The Stonewall Inn was originally a pair of brick buildings that housed stables, then a bakery, on Christopher Street in Manhattan's West Village (the western part of Greenwich Village). The Stonewall Inn Restaurant opened at the location in 1934.
But since the laws of the era made being gay in public practically illegal, and many bars refused to serve LGBTQ people, organized crime figures saw an opportunity to exploit a market that wasn't being served by legal establishments. So, in 1967, a small group of Mafia-connected investors opened the Stonewall as a gay bar. In fact, several gay clubs and bars in New York City in the '60s had Mafia owners.
Primarily gay men went to the Stonewall Inn, although lesbians and transgender people did as well. There was an informal segregation between the main bar, populated by masculine gay men, and the back room's dance floor, home to the queens and other LGBTQ groups that were more vulnerable or held a lesser status according to contemporary stigmas.

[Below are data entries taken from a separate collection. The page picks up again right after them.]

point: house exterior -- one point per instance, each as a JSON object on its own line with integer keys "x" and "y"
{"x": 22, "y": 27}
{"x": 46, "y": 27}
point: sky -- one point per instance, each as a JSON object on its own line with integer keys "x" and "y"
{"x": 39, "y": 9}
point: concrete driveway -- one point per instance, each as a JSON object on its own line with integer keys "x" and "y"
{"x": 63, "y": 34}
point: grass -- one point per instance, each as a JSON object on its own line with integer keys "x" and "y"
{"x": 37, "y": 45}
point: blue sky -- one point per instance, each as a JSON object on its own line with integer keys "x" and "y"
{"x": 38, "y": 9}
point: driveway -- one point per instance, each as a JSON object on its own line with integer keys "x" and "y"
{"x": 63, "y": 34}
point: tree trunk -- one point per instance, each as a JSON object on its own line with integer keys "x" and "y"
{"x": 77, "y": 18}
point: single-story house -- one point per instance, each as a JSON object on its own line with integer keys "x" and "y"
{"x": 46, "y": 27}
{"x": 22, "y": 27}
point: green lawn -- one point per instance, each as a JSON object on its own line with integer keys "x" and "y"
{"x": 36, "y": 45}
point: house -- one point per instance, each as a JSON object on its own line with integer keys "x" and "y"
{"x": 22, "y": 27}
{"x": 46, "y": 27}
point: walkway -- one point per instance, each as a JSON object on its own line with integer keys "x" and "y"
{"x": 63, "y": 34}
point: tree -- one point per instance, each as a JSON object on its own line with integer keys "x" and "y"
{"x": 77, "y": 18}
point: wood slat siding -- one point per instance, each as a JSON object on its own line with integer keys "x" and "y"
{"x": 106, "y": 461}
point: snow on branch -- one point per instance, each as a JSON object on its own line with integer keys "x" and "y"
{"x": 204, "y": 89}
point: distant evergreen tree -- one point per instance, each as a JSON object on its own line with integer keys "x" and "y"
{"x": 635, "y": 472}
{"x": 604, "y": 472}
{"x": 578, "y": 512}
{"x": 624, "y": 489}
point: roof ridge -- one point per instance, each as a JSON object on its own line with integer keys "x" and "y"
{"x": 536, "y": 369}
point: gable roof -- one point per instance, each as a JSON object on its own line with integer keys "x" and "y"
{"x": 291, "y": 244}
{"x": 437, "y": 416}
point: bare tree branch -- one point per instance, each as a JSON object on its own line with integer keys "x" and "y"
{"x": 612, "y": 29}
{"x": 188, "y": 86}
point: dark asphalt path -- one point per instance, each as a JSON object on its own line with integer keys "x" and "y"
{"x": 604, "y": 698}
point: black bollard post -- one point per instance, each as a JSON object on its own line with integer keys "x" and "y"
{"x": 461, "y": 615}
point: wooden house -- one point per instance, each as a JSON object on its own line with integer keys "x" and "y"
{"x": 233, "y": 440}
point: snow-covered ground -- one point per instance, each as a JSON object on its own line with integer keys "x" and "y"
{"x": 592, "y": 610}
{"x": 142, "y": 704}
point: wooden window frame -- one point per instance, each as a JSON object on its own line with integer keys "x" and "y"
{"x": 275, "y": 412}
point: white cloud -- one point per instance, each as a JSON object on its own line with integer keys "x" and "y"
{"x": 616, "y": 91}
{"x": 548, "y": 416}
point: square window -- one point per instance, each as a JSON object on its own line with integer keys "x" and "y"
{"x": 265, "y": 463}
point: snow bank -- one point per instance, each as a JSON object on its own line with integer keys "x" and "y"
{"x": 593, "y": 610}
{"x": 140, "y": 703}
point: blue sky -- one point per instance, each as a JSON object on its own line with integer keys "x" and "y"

It was a multiethnic crowd.
But despite the bar's popularity, its Mafia connections created a lot of tension. It's likely the owners dealt drugs and operated a prostitution ring out of the Stonewall, and it was no secret that they paid bribes to the cops of the 6th Precinct to look the other way. There's evidence that at least one Mafia-connected owner, Ed "The Skull" Murphy, ran a homosexual blackmail racket. Taking advantage of the oppressive, secretive life of LGBTQ people at the time, he would obtain incriminating photographs and coerce them into making big payoffs to avoid being outed. The owners also didn't invest a lot of money or effort into the Stonewall Inn. It was a grimy, dark place, and the drinks were usually watered down [source: Carter].
Even with its flaws, the Stonewall Inn was a refuge for LGBTQ people. It was one of the few places where they could be accepted and feel relatively safe from harassment, even if only for a few hours of dancing to Motown hits. June 28, 1969, the day the Stonewall riots occurred, was no exception — until the police showed up a little after 1 a.m.